平成9(1997)年、ところは呉市経済部商工観光課。「今年の観光ポスターのテーマは肉じゃがでやるぞ。」という話が飛び込んできました。 市議会で「呉らしい特産品として、海軍発祥と言われる肉じゃがをPRしたらどうか。」という提案があったというのです。 そこで商工観光課は考えました。それまであまり注目されていなかった旧海軍が残した食文化に着目することで、ストーリー性のある新たな観光資源のひとつとして育てることができるのではないかと。 しかし2年前には京都府舞鶴市が「肉じゃが発祥宣言」をしています。「よし、徹底的に調べてみよう」。 歴史が紐解く作業が始まりました。
資料を集め、検討していくうちに「発祥ということで言えば呉市が先だ」という確信めいたものが生まれてきました。
早速、その年の「くれ食の祭典」で海上自衛隊の全面協力のもと、由緒正しい海軍の肉じゃがを市民に振舞ったところ、予想以上の大盛況。
「これはいける」という気運が高まりました。そして「肉じゃがのふるさとは呉!?」の観光ポスターを製作。
東京以西の主要JR駅構内に掲示するや話題を呼び、肉じゃが発祥の地をめぐるホットな論争としてテレビ・ラジオ・新聞各紙に数え切れないほど取り上げられるようになったのです。
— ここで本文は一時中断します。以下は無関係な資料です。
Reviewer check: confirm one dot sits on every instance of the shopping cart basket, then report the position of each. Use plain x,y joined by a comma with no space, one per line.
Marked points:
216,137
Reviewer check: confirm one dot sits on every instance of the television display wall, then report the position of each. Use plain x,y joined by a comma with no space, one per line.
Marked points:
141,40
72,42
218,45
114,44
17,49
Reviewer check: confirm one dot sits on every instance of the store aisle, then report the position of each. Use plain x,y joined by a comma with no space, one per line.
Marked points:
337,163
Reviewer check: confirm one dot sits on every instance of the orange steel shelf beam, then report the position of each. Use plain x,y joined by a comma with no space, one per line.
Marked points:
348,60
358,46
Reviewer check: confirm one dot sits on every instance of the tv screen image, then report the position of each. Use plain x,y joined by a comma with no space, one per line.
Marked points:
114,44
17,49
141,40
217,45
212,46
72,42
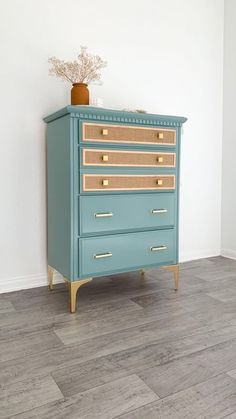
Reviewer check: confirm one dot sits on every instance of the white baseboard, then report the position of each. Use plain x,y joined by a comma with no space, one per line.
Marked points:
28,281
228,253
39,280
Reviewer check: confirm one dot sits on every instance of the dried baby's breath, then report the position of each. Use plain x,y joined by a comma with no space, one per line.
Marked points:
86,69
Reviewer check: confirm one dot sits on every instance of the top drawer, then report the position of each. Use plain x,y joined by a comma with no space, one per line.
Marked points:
128,134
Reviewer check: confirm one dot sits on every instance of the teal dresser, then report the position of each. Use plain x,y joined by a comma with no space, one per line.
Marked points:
113,192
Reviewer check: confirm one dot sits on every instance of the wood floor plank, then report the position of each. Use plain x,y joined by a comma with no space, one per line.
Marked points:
212,399
103,402
83,376
29,344
187,371
77,333
165,331
6,307
132,341
26,395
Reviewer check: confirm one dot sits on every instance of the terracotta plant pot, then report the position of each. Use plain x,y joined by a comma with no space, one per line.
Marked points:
79,94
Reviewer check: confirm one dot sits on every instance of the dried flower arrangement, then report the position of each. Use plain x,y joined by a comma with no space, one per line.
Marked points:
81,72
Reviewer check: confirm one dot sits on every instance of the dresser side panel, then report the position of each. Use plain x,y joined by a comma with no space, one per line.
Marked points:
59,187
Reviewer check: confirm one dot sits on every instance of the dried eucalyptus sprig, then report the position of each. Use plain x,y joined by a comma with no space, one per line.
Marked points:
86,69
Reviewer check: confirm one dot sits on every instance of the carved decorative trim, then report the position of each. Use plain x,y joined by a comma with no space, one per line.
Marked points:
108,115
128,120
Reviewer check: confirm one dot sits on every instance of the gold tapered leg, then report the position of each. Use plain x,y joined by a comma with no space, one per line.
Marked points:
73,288
175,270
50,277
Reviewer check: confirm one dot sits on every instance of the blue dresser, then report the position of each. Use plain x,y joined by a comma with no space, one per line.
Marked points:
112,186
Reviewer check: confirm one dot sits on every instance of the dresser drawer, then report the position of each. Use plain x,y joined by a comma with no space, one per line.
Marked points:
107,182
126,212
126,251
127,158
128,134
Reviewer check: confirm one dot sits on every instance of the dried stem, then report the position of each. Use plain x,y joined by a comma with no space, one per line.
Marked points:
86,69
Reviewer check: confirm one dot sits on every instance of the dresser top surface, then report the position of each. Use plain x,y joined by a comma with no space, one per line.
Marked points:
118,116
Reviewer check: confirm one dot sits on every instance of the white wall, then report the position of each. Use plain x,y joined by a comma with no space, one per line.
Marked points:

先に発祥宣言をした舞鶴市との最初の直接対決が行われたのは平成10(1998)年「第6回くれ食の祭典」のことでした。
その様子はテレビで全国放送され、肉じゃが発祥論争は全国的に有名になりました。
翌年は呉市側が総勢40名で舞鶴市の「赤レンガフェスタ」へ。肉じゃがを通じた両市の交流が始まりました。
対決が白熱する中、同じ旧軍港都市である神奈川県横須賀市がカレー、長崎県佐世保市がハンバーガーで参戦。
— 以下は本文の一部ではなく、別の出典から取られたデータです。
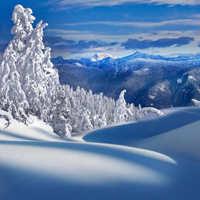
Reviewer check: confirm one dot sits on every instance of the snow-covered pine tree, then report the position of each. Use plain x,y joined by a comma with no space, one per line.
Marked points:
12,96
120,111
38,79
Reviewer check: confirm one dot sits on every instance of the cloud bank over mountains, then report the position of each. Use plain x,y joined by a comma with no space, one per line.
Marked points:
66,4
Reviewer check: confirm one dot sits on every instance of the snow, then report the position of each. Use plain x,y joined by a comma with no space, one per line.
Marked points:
179,80
153,158
101,56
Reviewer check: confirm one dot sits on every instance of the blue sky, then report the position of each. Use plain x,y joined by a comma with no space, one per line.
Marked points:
81,28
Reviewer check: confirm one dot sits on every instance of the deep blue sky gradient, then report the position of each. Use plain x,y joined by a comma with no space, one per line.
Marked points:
83,29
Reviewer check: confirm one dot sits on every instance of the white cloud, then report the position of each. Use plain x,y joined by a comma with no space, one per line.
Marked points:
65,4
179,22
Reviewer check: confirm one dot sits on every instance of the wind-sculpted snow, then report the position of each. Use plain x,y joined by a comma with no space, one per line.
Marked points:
40,165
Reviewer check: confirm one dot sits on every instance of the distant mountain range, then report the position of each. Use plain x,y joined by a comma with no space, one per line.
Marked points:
150,80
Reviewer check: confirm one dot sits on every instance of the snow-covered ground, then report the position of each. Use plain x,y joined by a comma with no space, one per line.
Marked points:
154,158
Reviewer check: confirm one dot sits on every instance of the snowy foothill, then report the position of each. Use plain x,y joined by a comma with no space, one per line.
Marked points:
155,158
103,149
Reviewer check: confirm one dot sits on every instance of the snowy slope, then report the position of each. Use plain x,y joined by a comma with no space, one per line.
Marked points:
36,164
旧海軍都市独特の「食文化」でわが街をPRしようと4市の市民交流へと広がっていきました。
呉市ではこうした流れを受け、また活動の一層の広がりを図るため、行政指導だった活動を支援してきた市民団体に引き継がれ、
正式に「くれ肉じゃがの会」が発足したのです。
「肉じゃがを愛し、発祥地は呉であることを高らかに宣言し、全国に呉市をPRする」をモットーに現在も日々活動を続けています。